Deterministic Methods for Spatial Interpolation

Deterministic interpolation techniques, also known as exact interpolator, predict values from measured points, based on either the extent of similarity (inverse distance weighted) or the degree of smoothing (radial basis functions). This kind of interpolation techniques usually predict a value that is identical to the measured value at a sampled location without documenting potential error or error is assumed to be negligible.

Global techniques calculate predictions using the entire data set (Polynomial Trend Surface). Local techniques calculate predictions from the measured points within neighborhoods, which are smaller spatial areas within the larger study area.

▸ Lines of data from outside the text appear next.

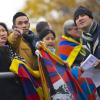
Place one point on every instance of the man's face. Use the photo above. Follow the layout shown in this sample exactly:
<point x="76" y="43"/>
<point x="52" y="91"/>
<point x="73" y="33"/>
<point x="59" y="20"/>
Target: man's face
<point x="73" y="31"/>
<point x="83" y="21"/>
<point x="22" y="22"/>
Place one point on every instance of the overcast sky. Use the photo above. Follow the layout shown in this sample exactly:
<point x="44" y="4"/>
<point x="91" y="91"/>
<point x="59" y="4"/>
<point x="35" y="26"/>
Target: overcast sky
<point x="8" y="8"/>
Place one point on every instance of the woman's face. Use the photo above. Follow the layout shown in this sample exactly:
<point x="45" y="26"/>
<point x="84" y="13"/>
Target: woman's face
<point x="3" y="35"/>
<point x="83" y="21"/>
<point x="49" y="40"/>
<point x="73" y="31"/>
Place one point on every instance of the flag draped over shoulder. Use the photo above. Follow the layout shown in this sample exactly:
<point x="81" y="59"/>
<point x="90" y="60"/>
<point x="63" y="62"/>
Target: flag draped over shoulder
<point x="31" y="85"/>
<point x="68" y="49"/>
<point x="60" y="81"/>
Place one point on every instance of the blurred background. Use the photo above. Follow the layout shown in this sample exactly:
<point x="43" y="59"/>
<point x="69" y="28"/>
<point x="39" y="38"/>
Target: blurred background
<point x="53" y="11"/>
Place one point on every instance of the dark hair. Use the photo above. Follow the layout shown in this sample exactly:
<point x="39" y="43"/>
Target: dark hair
<point x="18" y="14"/>
<point x="4" y="25"/>
<point x="82" y="10"/>
<point x="45" y="32"/>
<point x="41" y="26"/>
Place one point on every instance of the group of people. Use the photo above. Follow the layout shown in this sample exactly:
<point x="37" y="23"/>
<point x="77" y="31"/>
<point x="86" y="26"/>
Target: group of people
<point x="22" y="43"/>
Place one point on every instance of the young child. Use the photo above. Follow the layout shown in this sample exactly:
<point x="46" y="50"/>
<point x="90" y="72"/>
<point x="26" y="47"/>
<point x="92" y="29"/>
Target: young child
<point x="48" y="37"/>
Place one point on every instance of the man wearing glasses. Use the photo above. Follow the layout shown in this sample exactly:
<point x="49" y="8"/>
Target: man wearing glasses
<point x="22" y="39"/>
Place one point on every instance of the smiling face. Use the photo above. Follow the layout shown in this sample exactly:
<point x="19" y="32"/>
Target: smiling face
<point x="49" y="40"/>
<point x="22" y="22"/>
<point x="3" y="35"/>
<point x="83" y="21"/>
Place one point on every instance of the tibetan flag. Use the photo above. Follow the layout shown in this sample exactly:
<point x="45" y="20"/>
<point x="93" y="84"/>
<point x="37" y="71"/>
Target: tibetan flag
<point x="61" y="82"/>
<point x="31" y="85"/>
<point x="68" y="49"/>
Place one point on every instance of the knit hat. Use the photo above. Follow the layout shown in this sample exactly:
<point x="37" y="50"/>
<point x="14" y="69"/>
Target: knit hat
<point x="46" y="32"/>
<point x="42" y="26"/>
<point x="82" y="10"/>
<point x="68" y="24"/>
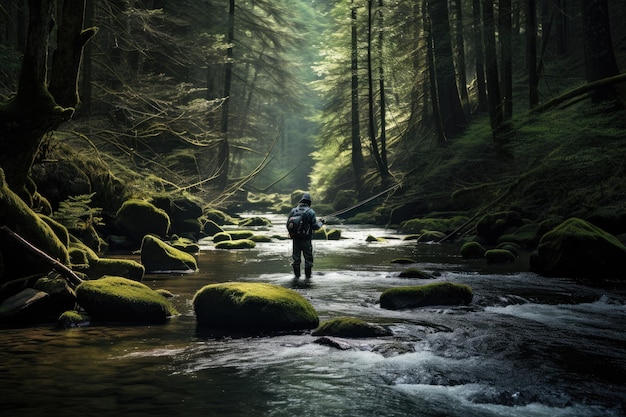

In this exercise we will explore following deterministic methods to predict Soil Organic C:

Polynomial Trend Surface
Proximity Analysis-Thiessen Polygons
Nearest Neighbor Interpolation
Inverse Distance Weighted
Thin Plate Spline

Load package:

library(plyr)
library(dplyr)
library(gstat)
library(raster)
library(ggplot2)
library(car)
library(classInt)
library(RStoolbox)
library(spatstat)
library(dismo)
library(fields)

Load Data

The soil organic carbon data (train and test data set) could be found here.

# Define data folder
dataFolder<-"D:\\Dropbox\\Spatial Data Analysis and Processing in R\\DATA_08\\DATA_08\\"

train<-read.csv(paste0(dataFolder,"train_data.csv"), header= TRUE) 
state<-shapefile(paste0(dataFolder,"GP_STATE.shp"))
grid<-read.csv(paste0(dataFolder, "GP_prediction_grid_data.csv"), header= TRUE)

p.grid<-grid[,2:3]

Define coordinates

coordinates(train) = ~x+y
coordinates(grid) = ~x+y
gridded(grid) <- TRUE

Polynomial Trend Surface

Polynomial trend surfaces analysis is the most widely used global interpolation techniques where data is fitted with a least square equation (linear or quadratic equation), and then, interpolate surface is created based on this equation. The nature of the resulting surface is controlled by the order of the polynomial.

Linear fit

To fit a first order polynomial model:
SOC =intercept + aX+ bY (X = x coordinates, Y= y- coordinates)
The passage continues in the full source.